The National Retail Federation welcomed the decision by the President’s Advisory Panel on Federal Tax Reform to reject proposals to replace the federal income tax system with a controversial National Retail Sales Tax.

“This is a major victory for the American consumers and workers who would have suffered under a national sales tax,” NRF vice president and tax counsel Rachelle Bernstein said. “Consumer spending has been the backbone of the U.S. economy in recent years, and the huge new tax that was proposed would have sent a message to consumers to stop spending. The implications of that would have had devastating results for every job behind every product on the shelf. Our nation’s tax system needs work, but a national sales tax isn’t the answer and we’re glad the Advisory Panel has agreed.”

“The Advisory Panel reached some of the same conclusions that we came to a long time ago,” Bernstein said. “A National Retail Sales Tax would be extremely regressive, it would require astronomically high tax rates and there would be tax evasion like we’ve never seen before. Some people call it the Fair Tax but we call it the Unfair Tax.”

“Now that a National Retail Sales Tax has been rejected, it’s important that the Advisory Panel realize that other consumption taxes are just as bad,” Bernstein said.

The Advisory Panel, established by President Bush in January, heard from a number of economists and tax experts during a series of hearings this spring. The panel is scheduled to submit its recommendations to Treasury Secretary John Snow by November 1, and met today to discuss what options to include in that report.

Chairman Connie Mack said at this morning’s meeting that panel members had come to a consensus that an NRST would not be recommended in the report. Mack said panel members were concerned that the sales tax rate it would take to replace current income tax revenue – estimated by the Treasury Department at 22-27 percent – was too high and would also encourage high levels of tax evasion.

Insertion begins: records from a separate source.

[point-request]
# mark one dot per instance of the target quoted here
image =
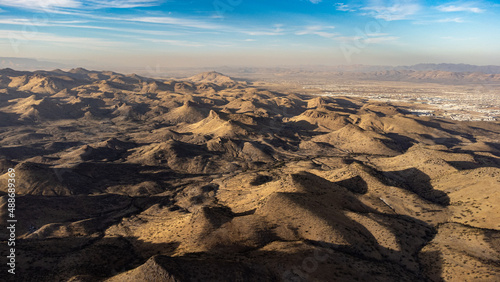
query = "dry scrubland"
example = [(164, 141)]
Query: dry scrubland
[(125, 178)]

Mack said the panel was also concerned that the NRST would be highly regressive. Even at the 22-27 percent rate, it would triple taxes for the lowest 20 percent of wage earners. High income taxpayers, meanwhile, would pay less because invested and unspent income would escape taxation. Under a “prebate” program intended to ease the impact on low-income families and thereby address the problem of regressivity, a 34-49 percent national sales tax rate would be required, according to the Treasury Department.

Rather than continuing to require income tax returns to determine who is low income, the prebate program would send checks to all taxpayers. That would amount to a $600 billion a year government transfer – an amount larger than the current Social Security program that would require commensurate administrative costs. While the wealthy would see less of their income taxed and low-income families would have their added tax offset by the prebates, middle-income families would have a tax increase.